Subject : Only three cores found on quad-core machine. Submitter : Dave Jones <davej@redhat.com> Date : 2008-08-01 18:15 References : http://marc.info/?l=linux-kernel&m=121761475224719&w=4 This entry is being used for tracking a regression from 2.6.26. Please don't close it until the problem is fixed in the mainline.
Dave, still not fixed ?
0000000000000000 <.text>: 0: 4a 8b 14 ea mov (%rdx,%r13,8),%rdx rdx: ffff880001027f80 r13: 000a81a000000002 Non-canonical address?
Looks like r13 contains crap, there...
Looks like CPU2 never finished its initialization: Booting processor 2/1 ip 6000 Initializing CPU#2 Stuck ?? Inquiring remote APIC #1... ... APIC #1 ID: failed ... APIC #1 VERSION: failed ... APIC #1 SPIV: failed migration/2 used greatest stack depth: 7224 bytes left
And then later it oopsed in the CPU init code, probably due to ftrace. After that things go wrong because the CPU init never finished but that processor is trying to allocate memory to handle the oops.

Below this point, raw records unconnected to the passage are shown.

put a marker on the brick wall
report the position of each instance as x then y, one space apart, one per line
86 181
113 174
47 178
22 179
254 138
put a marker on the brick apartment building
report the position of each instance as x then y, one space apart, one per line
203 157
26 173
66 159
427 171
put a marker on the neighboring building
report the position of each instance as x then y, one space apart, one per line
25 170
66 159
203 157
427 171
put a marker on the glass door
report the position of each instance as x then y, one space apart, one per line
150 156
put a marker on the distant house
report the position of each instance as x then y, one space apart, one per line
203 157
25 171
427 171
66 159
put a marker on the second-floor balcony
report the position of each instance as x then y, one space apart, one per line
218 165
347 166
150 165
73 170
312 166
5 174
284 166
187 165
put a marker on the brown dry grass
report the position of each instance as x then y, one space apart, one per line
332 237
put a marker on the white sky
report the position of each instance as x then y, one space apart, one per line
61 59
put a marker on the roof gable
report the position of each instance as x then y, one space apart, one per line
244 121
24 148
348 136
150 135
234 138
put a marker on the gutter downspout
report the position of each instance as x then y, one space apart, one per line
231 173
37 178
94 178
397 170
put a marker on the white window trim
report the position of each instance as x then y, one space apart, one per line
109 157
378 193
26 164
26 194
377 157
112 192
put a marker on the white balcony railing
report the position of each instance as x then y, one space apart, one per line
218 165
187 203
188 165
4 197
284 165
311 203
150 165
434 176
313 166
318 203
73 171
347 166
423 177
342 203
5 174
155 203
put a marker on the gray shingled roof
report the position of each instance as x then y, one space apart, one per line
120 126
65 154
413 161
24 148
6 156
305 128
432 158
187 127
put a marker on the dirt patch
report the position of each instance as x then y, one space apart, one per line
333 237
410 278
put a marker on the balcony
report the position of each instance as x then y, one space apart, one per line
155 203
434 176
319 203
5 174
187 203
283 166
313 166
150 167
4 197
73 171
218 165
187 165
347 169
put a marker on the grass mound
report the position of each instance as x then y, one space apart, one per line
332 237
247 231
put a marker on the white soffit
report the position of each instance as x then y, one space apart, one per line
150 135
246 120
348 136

On Friday, 10 of October 2008, Dave Jones wrote: > On Wed, Oct 08, 2008 at 03:24:40PM +1100, Nick Piggin wrote: > > On Wednesday 08 October 2008 02:32, Dave Jones wrote: > > > On Wed, Oct 08, 2008 at 02:18:18AM +1100, Nick Piggin wrote: > > > > On Sunday 05 October 2008 04:32, Rafael J. Wysocki wrote: > > > > > This message has been generated automatically as a part of a report > > > > > of recent regressions. > > > > > > > > > > The following bug entry is on the current list of known regressions > > > > > from 2.6.26. Please verify if it still should be listed and let me > > > > > know (either way). > > > > > > > > > > > > > > > Bug-Entry : http://bugzilla.kernel.org/show_bug.cgi?id=11224 > > > > > Subject : Only three cores found on quad-core machine. > > > > > Submitter : Dave Jones <davej@redhat.com> > > > > > Date : 2008-08-01 18:15 (65 days old) > > > > > References : > http://marc.info/?l=linux-kernel&m=121761475224719&w=4 > > > > > > > > Dave, is your CPU2 getting stuck in calibrate_delay? Can you still > > > > reproduce the bug? What if you boot the kernel with lpj=<something > sane > > > > like 2666785> in order to skip the calibrate_delay code? > > > > > > > > If that helps, can you try adding some printks to narrow down where > it > > > > is getting stuck? > > > > > > This is going to sound strange, but I've forgotten which box that was. > > > I'm due to reinstall all my test boxes now that the next Fedora beta > > > has come out anyway, so I'll hopefully figure out by the end of the week > :) > > > > That does sound strange ;) But I can't believe that! It would be really > > interesting if it was stuck in calibrate_delay, but maybe the backtrace > > is just messed up... > > > > If you do manage to reproduce it, I would be quite interested. Otherwise, > > I think we can say it's not a showstopper for 2.6.27. > > Ok, this can be closed out. 2.6.27 seems to work fine on all the > quad core machines I have in my cube.